Former employees talk of working in an information vacuum during the company's dying days. This may not be uncommon in such circumstances, but some former Time employees also say they were told to continue accepting orders for goods that they knew would never ship. Many former employees are furious not only at the way they were treated but also at the way they were forced to treat customers. They now see themselves just as much the victim as those customers who have been left with unfilled orders.

Some have gone so far as to set up a petition online calling for an inquiry by the DTI into the past few years of Granville Technology Group. Their calls now have cross-party parliamentary support in the form of Ribble Valley Tory MP Nigal Evans and Burnley Labour MP Kitty Ussher.

Is Time going bust any different to any other liquidation? There are so many allegations from those who claim to be former employees that an inquiry seems necessary, if only to dismiss some of the more lurid accusations. Bad management is no crime, and neither is good management beset by uncontrollable circumstances; an inquiry that shows either to have been the case will answer the claims of impropriety.
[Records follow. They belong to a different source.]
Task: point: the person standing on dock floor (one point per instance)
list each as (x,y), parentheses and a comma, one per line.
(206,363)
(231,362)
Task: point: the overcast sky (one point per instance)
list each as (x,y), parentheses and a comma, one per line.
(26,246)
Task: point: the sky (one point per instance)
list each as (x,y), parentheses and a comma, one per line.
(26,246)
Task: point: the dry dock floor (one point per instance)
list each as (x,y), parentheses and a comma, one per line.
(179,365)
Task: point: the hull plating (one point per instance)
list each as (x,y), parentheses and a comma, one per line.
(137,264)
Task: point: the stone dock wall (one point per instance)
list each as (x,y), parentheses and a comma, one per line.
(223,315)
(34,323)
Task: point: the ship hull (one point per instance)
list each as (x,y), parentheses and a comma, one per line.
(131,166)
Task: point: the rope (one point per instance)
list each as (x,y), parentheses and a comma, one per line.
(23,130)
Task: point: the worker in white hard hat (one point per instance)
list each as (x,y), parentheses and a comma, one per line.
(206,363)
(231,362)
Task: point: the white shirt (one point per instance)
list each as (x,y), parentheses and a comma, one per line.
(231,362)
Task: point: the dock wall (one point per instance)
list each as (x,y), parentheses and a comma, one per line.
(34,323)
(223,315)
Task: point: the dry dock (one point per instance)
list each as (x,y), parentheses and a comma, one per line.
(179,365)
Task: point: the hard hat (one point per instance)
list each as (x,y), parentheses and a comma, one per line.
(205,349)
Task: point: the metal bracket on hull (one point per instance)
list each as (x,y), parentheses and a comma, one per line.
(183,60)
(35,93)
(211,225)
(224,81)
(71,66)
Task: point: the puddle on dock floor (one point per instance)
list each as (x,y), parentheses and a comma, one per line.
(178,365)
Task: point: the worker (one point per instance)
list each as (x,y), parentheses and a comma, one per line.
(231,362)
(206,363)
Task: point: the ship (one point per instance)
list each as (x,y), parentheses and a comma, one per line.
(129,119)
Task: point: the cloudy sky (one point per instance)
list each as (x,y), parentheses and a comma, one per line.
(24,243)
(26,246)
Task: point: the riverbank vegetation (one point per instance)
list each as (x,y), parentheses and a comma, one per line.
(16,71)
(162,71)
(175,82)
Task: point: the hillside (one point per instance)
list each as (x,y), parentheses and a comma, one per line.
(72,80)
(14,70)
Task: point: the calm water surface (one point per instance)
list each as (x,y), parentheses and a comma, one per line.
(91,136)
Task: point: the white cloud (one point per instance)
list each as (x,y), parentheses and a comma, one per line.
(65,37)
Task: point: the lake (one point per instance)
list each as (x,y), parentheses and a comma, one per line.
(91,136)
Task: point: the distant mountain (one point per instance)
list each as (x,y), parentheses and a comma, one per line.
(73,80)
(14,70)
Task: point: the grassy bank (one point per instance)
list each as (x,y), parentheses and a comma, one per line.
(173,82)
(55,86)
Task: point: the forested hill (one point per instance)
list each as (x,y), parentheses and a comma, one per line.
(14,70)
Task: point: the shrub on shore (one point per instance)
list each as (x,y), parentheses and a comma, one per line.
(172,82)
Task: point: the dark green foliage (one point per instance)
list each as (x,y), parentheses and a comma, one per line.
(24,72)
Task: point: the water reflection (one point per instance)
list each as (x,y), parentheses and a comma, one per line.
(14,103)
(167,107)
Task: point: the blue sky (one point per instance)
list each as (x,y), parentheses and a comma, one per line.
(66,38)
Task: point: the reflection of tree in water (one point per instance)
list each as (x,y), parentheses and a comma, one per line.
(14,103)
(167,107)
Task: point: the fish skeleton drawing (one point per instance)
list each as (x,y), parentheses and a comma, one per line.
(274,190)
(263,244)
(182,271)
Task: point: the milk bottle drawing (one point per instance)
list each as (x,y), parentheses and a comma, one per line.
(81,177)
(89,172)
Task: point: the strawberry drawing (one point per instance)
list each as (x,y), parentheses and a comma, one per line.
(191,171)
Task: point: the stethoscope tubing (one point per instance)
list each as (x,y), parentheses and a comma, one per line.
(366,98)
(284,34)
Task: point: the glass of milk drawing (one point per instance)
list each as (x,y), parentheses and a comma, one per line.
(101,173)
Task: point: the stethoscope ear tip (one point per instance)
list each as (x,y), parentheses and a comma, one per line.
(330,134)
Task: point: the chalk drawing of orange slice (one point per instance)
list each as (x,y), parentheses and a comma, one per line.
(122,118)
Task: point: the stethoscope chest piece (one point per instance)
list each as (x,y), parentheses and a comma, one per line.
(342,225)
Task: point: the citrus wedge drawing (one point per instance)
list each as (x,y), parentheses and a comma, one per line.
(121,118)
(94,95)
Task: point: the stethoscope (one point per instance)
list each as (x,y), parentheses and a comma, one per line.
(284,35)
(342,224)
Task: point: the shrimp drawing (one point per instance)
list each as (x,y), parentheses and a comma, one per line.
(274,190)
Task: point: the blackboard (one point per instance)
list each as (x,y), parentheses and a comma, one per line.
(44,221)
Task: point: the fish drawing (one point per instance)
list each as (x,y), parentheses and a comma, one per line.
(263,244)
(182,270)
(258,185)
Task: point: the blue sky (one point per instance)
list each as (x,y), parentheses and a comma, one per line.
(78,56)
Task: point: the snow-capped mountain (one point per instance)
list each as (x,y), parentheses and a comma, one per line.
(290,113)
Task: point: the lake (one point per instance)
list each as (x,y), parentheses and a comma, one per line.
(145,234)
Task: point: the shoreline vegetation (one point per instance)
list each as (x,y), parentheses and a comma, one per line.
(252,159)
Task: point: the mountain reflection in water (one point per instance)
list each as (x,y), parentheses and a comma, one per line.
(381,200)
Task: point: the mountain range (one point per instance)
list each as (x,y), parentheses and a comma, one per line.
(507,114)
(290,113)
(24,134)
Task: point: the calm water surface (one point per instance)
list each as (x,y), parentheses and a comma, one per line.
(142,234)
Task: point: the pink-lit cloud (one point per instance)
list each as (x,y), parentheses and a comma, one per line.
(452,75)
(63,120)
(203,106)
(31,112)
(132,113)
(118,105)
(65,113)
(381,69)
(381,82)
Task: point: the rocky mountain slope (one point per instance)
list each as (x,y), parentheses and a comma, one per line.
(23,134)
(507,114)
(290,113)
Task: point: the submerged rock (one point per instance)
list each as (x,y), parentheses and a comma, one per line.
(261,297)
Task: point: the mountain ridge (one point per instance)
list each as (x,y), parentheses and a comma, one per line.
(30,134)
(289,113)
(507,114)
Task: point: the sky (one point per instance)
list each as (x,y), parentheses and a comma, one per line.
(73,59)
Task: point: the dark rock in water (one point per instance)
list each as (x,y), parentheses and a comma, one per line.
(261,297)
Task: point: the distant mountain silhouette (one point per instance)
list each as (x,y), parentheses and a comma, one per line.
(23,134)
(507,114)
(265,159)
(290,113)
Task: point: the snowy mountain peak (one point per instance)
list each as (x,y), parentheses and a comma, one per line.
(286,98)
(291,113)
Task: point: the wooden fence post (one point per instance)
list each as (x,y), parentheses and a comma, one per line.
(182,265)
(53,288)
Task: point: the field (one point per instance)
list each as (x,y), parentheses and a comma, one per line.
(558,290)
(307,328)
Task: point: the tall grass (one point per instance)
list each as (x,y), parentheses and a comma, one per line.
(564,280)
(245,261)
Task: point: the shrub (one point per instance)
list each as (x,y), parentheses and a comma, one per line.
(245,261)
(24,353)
Amongst all the anguish and frustration in our Talkback directed at the former directors of Time, Tiny and Granville, there are some voices of moderation. 'Business analyst' Waqas al-Haq has a point when he says the trading of speculation by former staff will merely stoke the fires of nervousness with suppliers and may scupper any rescue package. But those former staff and customers he refers to are unlikely to care about any such package, given that they are unlikely to benefit. Customers with unfulfilled orders generally sit alongside laid-off (and uncompensated) staff at the bottom of the list of creditors. They know this; hence the deluge of speculations and allegations that will continue until the situation has been fully investigated.

'Business manager' Mark Szachno rightly points out in his Talkback that it is very sad to see this happen to such an important company, and the impact to the local community up in Burnley will be huge. If there is no rescue package then some of the companies in the UK that have supplied Time could be badly affected. As Szachno says, another blow to the UK PC market.

It is essential that clarity returns to the muddle and mess so that confidence can grow again. An inquiry is absolutely necessary.